Retour d’expérience sur l’accompagnement d’un projet de Cloud Data Platform au service de la data visualisation dans le retail
Les projets autour de la data sont souvent transverses et touchent plusieurs métiers et de nombreuses dimensions : architecture d’entreprise et du Système d’Information, métiers aussi bien que l’organisation. Souvent en lien direct avec la transformation de l’entreprise, ils impliquent généralement pour les chefs de projets de soulever des questionnements différents des projets classiques et d’appréhender aussi bien les enjeux métiers que les impacts techniques. C’est ce qui passionne Philippine, consultante et CDP sur un projet Data chez Projexion. Elle nous partage dans cette interview ses retours d’expérience dans le cadre de la mise en place d’un projet de Cloud Data Platform dans le secteur Retail.
Pourrais-tu nous présenter le contexte et les objectifs de ce projet de Plateforme de données ?
Notre client, un groupe de vente par correspondance, avait identifié que les métiers, supply en tête, perdaient énormément de temps à consolider les données. L’outil mis en place précédemment ne couvrait qu’une partie de l’offre et n’était pas utilisé uniformément par les différents pays. Les normes entre les services variaient, chacun réalisait des extractions et travaillait sur des fichiers à côté… Même une fois consolidées, il était difficile de comparer des données par manque d’homogénéisation. En effet les services métiers s’appuyaient sur l’outil de Business Intelligence sans maîtriser les définitions et processus métiers associés : la référence était alors l’outil sans remise en cause de l’existant. Les axes d’analyse utilisés différaient entre les utilisateurs, multipliant les dashboards et les demandes. L’objectif final était parfois perdu de vue ! Ces difficultés éloignaient les utilisateurs de leur métier qui est avant tout de réagir vite selon l’évolution du marché ou d’adapter l’offre et les stocks selon les KPI. L’objectif du projet de Cloud Data Platform était ainsi d’homogénéiser les pratiques entre les différentes Business Units, de centraliser et partager ensuite cette donnée fiable, au service de la Business Intelligence, mais pas seulement.

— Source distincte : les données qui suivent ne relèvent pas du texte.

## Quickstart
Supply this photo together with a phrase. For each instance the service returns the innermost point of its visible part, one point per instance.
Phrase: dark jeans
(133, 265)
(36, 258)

En effet, le souhait était de faire grandir la culture Data et son appropriation dans l’organisation : les opérationnels ont aussi vocation à pouvoir créer leurs tableaux de bord à partir des données à disposition dans la plateforme.

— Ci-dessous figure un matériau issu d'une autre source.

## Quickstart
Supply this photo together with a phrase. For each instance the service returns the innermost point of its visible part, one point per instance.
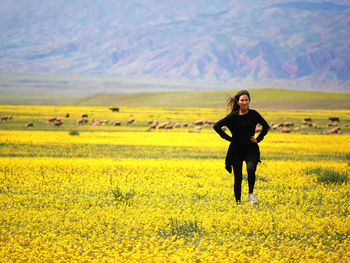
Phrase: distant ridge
(295, 44)
(261, 98)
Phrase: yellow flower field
(164, 196)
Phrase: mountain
(305, 44)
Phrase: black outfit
(241, 148)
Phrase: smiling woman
(242, 123)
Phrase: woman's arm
(264, 130)
(218, 128)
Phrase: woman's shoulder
(252, 111)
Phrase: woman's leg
(237, 170)
(251, 168)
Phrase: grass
(261, 98)
(329, 176)
(265, 98)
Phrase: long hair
(232, 102)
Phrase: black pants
(237, 170)
(251, 155)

Pour la métaphore, c’est en quelque sorte un buffet de données qualifiées et fiables dans lequel chacun peut se servir, pour se construire son propre menu d’indicateurs.

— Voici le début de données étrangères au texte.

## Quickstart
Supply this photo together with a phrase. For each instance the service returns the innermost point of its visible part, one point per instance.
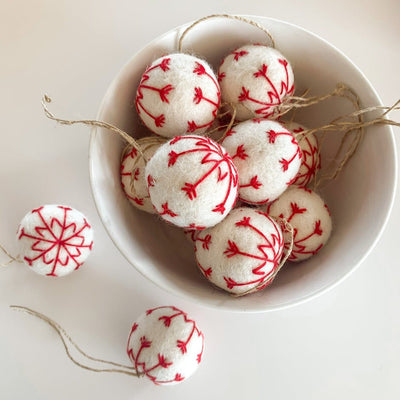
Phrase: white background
(342, 345)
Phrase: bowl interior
(360, 200)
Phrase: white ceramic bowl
(360, 200)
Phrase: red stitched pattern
(210, 150)
(301, 247)
(161, 120)
(217, 165)
(266, 257)
(57, 242)
(163, 92)
(311, 160)
(124, 172)
(254, 141)
(140, 347)
(275, 92)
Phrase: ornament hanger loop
(228, 16)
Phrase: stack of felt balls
(233, 195)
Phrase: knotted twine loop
(285, 227)
(91, 122)
(66, 340)
(228, 16)
(10, 256)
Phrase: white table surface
(344, 344)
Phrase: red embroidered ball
(192, 182)
(178, 94)
(242, 252)
(267, 157)
(309, 217)
(165, 345)
(311, 158)
(257, 79)
(54, 240)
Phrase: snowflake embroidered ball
(165, 345)
(54, 240)
(267, 157)
(256, 78)
(132, 173)
(309, 217)
(192, 182)
(242, 252)
(178, 94)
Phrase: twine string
(286, 227)
(10, 256)
(66, 340)
(90, 122)
(228, 16)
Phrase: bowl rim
(204, 302)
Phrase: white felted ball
(242, 252)
(192, 182)
(178, 94)
(309, 217)
(267, 157)
(311, 159)
(256, 78)
(54, 240)
(165, 345)
(133, 179)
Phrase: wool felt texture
(54, 240)
(310, 218)
(241, 252)
(256, 79)
(192, 182)
(133, 179)
(267, 157)
(178, 94)
(311, 159)
(165, 345)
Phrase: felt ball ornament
(165, 345)
(133, 179)
(54, 240)
(310, 218)
(192, 182)
(178, 94)
(257, 79)
(311, 158)
(242, 252)
(267, 157)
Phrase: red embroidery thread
(68, 242)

C’était également l’opportunité de mettre en place une gouvernance de la donnée en termes de rôles, de processus, de standardisation et de définition de la donnée et des indicateurs. Il n’existait pas auparavant de rôles de Data Owners et de Data Stewards par exemple. Ainsi, le projet a été initié à partir d’un constat sur la data visualisation – le besoin de se concentrer sur l’analyse plus que la construction des KPI – et est remonté sur la mise en place d’une plateforme de gestion de données transversales, et d’une stratégie de gouvernance de données dans l’organisation.
Comment s’est organisé ce projet de DCP autour des différents prismes de la donnée ?
L’entreprise a structuré différentes briques organisationnelles pour accompagner le projet de Data Cloud Platform. La Data Factory regroupe des profils plutôt techniques comme des data engineers qui vont développer et alimenter la plateforme au niveau de l’intégration de données et des flux. Cela implique de standardiser les échanges, de rendre la donnée disponible, d’automatiser au maximum les process et de gérer le monitoring.
Un flux qui ne fonctionne pas ou une erreur lors de l’intégration a directement des impacts sur toute la chaîne de la donnée dans la plateforme !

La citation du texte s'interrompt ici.